As for the Literati, I got to listen to the unexpected musical tones of John Burnside, as well as his claim to go out on the streets at night LOOKING for a fight; I had a good listen to the great loping Gaelic utterances of Rody Gorman (who did a great tambourine jam with Jenny Reeve/Strike the Colours during soundchecks, though I was most disappointed to see he didn’t have it for the main event). I was stunned into a prolonged silence (mentally) by the intense and addictive writings of Laura Hird; enjoyed the humour and sassiness of Louise Welsh’s readings (Louise had tried unsuccessfully to be Alasdair Grey’s assistance into Holland, since he lost his passport in the taxi to the airport!!), and then there was Alan Bissett’s unashamed loveable antics, patter and biting performance, all under the influence of what must have been a big fat dooby. The Holland audience clearly fell in love with his affable charm, after he got them all to shout simultaneously ‘Hello Alan’s Mum’ so he could record it on his mobile!! What a wee pet!

I was also quite captivated by Michel Faber’s very insightful and cutting wit in his interviews, and as a splendid MC for the night. For a ‘recluse’, he’s very switched on.

Then there were the musicians. Strike the Colours /Jenny Reeve and her band of merry men headlined – Jenny is a terrific musician and a real lovely girl too. Definitely very clear about what she wants – quite an inspiration; quirky dress sense – she cut a dramatic line in her flowing black dress that made her look tres statuesque with her funny wee red leather pumps and ‘red jewel’ choker. She was great to draw, and really genuine – one of her most endearing comments to the audience was “Some people say I ruin my mystique when I talk – ‘giggle’ – as if I have any mystique!”

Stevie Jones, ‘session musician extraordinaire’, was working extra hard that night playing with Jenny, Lord Cut Glass and Malcolm Middleton. I was pleasantly surprised at Alan Woodward/aka Lord Cut Glass – very funny guy and his music has an attraction that I want to invest more time in listening to.
Malcolm – classic – he’s jokingly put a bet on that his song ‘We’re all going to die’ to be Xmas number 1 and the odds have raced from 1000 – 1 to 20 – 1 in the space of a week!!! Go figure! Check out his website and check out his diary. He’s a funny man y’know…
Anyway, back to the other night - my drawing wasn’t as evocative of him as I think it could have been. I think I’ve been put off by the beautiful, bleak, evocative and poetic drawings on his website by that damned chap David Shrigley…who’s wit also features in Lord Cut Glass’s songs…
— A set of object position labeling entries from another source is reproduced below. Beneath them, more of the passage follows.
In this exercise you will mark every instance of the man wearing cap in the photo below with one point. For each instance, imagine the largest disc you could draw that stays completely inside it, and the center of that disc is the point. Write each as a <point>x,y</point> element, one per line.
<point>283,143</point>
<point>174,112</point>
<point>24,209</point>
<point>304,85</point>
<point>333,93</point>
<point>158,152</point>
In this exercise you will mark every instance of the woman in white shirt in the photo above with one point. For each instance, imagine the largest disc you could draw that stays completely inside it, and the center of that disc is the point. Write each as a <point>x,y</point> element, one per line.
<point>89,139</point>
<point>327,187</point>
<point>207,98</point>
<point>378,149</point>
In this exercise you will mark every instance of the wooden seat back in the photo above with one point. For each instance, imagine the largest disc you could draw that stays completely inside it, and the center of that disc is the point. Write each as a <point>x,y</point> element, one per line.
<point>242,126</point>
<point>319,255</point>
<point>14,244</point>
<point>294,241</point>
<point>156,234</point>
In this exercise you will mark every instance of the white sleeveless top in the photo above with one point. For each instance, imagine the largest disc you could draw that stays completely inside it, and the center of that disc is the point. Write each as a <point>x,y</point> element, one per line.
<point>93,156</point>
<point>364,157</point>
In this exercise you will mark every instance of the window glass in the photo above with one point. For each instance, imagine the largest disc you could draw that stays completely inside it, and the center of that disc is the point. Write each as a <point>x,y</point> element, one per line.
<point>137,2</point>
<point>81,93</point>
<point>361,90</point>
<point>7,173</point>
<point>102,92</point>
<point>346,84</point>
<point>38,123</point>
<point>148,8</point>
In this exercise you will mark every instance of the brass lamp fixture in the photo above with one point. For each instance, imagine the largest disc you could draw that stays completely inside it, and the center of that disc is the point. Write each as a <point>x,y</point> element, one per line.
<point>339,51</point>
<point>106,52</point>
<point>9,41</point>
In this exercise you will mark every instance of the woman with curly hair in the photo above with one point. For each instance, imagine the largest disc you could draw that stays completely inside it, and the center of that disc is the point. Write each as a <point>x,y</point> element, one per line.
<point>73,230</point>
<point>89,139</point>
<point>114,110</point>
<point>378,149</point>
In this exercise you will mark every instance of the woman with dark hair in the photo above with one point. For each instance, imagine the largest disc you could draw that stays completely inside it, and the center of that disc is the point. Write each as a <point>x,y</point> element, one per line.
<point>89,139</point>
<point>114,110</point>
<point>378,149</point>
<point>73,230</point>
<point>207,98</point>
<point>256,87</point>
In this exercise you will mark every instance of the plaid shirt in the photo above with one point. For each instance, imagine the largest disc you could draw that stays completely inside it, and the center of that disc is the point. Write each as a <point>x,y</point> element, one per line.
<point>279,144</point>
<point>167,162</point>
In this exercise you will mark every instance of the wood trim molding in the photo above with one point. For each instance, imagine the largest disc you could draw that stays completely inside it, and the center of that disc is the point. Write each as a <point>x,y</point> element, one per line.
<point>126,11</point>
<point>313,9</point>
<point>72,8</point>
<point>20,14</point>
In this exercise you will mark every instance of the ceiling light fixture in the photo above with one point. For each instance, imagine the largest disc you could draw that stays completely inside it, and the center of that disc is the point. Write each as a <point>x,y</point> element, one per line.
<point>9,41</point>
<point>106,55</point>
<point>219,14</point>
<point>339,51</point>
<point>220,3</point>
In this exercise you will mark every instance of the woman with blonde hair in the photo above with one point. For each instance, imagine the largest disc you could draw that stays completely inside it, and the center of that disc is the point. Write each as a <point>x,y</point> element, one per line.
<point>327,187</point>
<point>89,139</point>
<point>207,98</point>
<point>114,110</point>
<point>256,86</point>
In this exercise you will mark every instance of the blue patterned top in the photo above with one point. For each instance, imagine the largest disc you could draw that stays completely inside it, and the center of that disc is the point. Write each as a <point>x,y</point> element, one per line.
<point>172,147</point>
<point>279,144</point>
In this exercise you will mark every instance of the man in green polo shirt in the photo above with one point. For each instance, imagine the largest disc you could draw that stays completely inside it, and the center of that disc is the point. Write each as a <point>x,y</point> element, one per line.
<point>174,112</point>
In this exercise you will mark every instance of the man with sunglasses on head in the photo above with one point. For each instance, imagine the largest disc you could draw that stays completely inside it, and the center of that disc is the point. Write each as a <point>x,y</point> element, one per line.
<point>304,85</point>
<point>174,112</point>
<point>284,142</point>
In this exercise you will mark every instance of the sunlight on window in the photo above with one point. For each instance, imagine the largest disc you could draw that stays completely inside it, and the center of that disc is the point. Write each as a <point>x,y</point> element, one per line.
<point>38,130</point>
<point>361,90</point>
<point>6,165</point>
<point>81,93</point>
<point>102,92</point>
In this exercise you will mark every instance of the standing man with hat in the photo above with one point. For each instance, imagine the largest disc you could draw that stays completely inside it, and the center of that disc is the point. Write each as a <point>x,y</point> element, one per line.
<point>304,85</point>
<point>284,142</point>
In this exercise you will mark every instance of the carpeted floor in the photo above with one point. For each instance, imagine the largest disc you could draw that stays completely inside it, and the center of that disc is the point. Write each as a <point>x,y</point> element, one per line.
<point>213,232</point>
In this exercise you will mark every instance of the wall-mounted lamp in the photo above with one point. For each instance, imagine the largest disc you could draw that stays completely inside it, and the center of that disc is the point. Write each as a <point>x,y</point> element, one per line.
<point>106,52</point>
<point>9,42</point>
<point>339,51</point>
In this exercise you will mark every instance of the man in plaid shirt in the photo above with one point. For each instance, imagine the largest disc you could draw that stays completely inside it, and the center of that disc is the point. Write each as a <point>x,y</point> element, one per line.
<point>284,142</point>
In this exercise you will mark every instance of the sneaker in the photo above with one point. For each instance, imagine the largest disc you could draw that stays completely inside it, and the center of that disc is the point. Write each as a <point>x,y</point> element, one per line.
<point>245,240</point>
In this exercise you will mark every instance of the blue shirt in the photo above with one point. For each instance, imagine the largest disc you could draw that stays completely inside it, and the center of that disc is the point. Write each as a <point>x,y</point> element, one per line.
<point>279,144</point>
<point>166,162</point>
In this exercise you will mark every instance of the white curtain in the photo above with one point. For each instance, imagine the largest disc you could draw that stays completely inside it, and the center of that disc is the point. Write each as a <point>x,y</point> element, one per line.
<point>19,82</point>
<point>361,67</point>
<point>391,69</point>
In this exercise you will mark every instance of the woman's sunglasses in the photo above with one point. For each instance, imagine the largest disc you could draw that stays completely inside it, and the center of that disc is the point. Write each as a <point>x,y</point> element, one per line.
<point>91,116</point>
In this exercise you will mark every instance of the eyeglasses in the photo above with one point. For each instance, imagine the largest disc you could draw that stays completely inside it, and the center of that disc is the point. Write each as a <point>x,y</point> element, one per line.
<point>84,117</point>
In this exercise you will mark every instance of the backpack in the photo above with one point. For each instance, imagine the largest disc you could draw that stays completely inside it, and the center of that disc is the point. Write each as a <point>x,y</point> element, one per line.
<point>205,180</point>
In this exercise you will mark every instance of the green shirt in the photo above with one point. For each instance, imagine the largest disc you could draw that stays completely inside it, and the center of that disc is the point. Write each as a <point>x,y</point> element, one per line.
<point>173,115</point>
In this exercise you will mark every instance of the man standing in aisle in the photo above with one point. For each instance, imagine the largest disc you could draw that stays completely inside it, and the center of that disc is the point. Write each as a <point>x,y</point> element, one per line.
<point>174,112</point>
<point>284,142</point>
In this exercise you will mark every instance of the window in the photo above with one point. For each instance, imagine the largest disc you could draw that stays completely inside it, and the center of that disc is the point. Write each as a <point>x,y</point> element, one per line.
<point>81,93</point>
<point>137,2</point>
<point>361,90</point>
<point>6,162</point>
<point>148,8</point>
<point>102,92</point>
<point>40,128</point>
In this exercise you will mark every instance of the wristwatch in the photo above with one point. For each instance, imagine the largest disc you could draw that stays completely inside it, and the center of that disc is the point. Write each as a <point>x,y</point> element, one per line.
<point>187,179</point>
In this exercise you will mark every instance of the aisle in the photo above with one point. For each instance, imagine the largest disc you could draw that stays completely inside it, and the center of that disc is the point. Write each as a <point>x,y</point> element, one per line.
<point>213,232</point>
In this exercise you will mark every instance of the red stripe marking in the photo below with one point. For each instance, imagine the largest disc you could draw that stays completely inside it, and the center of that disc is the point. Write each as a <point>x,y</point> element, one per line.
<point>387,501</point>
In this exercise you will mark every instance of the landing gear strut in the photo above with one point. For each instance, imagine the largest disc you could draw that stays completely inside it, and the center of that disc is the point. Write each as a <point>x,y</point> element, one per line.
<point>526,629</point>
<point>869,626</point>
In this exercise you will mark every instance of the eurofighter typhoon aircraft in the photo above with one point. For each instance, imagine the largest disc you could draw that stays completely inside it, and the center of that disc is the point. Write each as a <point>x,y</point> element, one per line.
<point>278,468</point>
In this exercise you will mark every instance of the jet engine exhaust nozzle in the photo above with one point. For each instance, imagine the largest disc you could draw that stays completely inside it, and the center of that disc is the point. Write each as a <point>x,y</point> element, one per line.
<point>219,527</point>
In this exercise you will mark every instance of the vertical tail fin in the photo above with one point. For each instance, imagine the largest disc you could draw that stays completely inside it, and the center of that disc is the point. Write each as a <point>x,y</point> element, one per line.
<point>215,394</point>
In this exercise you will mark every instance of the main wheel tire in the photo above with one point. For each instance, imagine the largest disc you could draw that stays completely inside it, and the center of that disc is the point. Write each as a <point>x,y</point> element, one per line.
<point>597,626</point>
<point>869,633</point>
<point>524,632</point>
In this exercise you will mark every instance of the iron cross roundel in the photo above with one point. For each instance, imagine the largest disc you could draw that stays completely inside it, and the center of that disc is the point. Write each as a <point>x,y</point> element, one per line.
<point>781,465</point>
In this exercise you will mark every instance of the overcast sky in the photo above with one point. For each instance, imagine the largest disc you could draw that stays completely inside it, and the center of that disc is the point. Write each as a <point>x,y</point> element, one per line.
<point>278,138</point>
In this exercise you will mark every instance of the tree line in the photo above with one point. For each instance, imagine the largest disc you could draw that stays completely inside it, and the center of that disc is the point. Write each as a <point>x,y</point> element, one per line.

Emma Pollock –I think, after my 4th/5th attempt at drawing her, I’m starting to get there… I keep singing ‘Adrenalin’ in my head.
Have I forgotten anyone? Hmmm, oh yes – Norman Blake – loved his rendition of a couple of songs – very nice key changes (that’s as technical as I get!). Mike Heron and his daughter Georgia did some truly lovely songs. I really like his song on the Ballads album – Song for Irena.
Right, hope I haven’t bored you too much – you don’t have to read it all in one go you know, you can come back! Although, maybe I might not be here…

1 comment:

Laura H said...

Hi Jenny,

Hope you survived the festive period and 2008 is being good to you so far. Thanks for your comments about my writing on the blog. I'd love to see the sketch you did of my (and the others) as Crossing Border. Was also wondering if you'd allow me to feature it on the homepage of the new issue of my website which I'll be launching in a couple of weeks. I'd obviously link it to your website/blog.

Give me a shout if you're going to be in Edinburgh.